Innerlich kochte ich, äußerlich blieb ich jedoch ruhig. Die Glock steckte ich zurück ins Holster, nahm stattdessen das Messer in die rechte Hand und ging zum Bett.
Brown blickte entnervt seufzend zu mir auf, als wollte er fragen, wieso ich seine Zeit verschwendete. Einen Herzschlag lang war es vollkommen still, die gesamte Welt hatte den Atem angehalten, dann stach ich das Messer direkt in seine Halsschlagader und zog es sofort wieder heraus. Ich sagte nichts – keine Abschiedsworte, keine Begründung, nichts, was man in den Filmen immer sieht. Ich verspürte kein Bedürfnis dazu.
Das Blut pumpte aus seinem Hals und durchtränkte die weißen Laken. Mein Adoptivvater blickte mit großen Augen zu mir auf. Er war überrascht, hatte nicht erwartet, dass ich tatsächlich diesen Mut aufbringen würde. Und während ich zusah, wie das Leben aus ihm wich, wunderte ich mich selbst darüber.

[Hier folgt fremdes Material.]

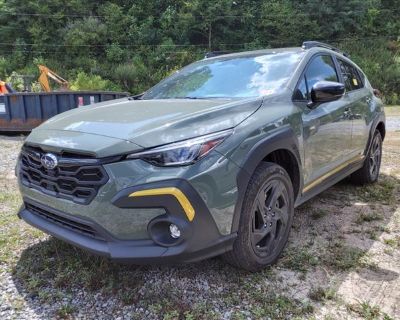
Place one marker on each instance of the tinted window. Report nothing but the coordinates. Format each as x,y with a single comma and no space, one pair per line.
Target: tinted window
247,76
321,68
301,91
350,75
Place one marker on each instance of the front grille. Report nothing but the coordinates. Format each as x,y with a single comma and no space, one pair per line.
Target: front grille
76,177
68,223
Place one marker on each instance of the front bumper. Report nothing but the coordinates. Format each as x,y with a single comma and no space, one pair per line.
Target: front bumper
200,237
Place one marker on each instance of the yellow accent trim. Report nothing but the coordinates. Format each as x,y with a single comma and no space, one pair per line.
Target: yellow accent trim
332,172
178,194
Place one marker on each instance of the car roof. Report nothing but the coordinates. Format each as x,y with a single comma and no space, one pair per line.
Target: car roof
261,52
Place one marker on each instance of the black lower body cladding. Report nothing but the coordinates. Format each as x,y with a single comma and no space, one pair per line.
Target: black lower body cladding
199,238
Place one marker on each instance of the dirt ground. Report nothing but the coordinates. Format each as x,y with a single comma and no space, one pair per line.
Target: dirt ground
342,262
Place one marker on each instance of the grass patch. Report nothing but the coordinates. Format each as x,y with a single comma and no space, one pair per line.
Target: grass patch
299,259
393,242
381,192
65,311
320,294
368,217
368,311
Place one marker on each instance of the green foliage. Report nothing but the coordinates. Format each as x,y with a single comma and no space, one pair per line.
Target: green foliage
135,44
85,81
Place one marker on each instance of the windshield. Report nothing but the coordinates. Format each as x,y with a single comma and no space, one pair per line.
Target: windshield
238,77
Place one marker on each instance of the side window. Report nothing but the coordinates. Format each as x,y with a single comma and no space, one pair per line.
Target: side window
321,68
300,93
352,79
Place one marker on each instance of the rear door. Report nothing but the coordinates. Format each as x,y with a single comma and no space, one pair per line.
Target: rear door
358,98
327,126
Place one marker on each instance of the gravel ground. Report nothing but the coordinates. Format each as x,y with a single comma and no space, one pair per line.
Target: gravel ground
342,262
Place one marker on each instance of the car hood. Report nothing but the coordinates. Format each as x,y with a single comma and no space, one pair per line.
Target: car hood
149,123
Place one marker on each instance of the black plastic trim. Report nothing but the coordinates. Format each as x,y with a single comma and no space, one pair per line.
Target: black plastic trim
201,238
285,139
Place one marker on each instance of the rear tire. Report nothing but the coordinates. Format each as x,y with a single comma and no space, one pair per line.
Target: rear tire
369,172
265,220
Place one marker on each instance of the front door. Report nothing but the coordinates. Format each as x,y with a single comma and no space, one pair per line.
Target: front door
327,127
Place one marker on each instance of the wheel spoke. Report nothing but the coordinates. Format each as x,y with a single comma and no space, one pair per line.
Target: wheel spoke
259,235
276,191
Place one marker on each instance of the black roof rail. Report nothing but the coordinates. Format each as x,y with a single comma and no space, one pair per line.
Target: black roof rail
215,54
312,44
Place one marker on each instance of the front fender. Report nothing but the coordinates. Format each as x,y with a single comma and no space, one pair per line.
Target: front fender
282,139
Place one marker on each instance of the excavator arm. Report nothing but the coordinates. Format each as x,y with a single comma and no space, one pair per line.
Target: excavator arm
45,74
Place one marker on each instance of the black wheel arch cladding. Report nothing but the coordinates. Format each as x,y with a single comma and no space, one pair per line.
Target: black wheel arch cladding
283,139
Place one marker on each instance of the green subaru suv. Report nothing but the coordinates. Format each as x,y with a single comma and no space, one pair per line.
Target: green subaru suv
212,160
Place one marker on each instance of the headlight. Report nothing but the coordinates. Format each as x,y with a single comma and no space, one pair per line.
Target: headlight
184,152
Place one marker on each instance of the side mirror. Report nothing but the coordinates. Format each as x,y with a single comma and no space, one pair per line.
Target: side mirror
325,91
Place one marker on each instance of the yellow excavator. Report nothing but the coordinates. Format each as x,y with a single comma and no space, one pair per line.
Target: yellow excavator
45,74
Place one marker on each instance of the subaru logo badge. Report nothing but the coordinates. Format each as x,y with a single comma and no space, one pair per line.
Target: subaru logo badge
49,161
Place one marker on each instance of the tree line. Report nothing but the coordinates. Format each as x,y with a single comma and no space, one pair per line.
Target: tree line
130,45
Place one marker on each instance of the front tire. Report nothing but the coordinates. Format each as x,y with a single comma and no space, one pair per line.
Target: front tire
265,220
369,172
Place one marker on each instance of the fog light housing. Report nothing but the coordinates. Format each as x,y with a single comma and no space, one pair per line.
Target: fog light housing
174,231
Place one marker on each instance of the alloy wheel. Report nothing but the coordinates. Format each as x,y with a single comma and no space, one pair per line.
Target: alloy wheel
270,217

Mein Herz raste, meine Handflächen waren derart feucht, dass mir fast das Messer aus den Fingern rutschte, und Schweiß perlte auf meiner Stirn. Mir wurde unwiderruflich klar, dass ich damit eine Grenze überschritten hatte.
Ich hatte einen Menschen aus Rache getötet. Und ich hatte nicht den Hauch einer Ahnung, zu was für einen Mann mich das machen würde.
Ich wusste, dass diese Aktion mein gesamtes restliches Leben veränderte. Und als ob mir das nicht schon eine Scheißangst eingejagt hätte, kam noch hinzu, dass ich mich trotzdem frei und gerecht fühlte. Von einem Moment auf den nächsten war ein anderer Mann aus mir geworden, und ich hatte keinen Schimmer, welchen Weg dieser Kerl einschlagen würde.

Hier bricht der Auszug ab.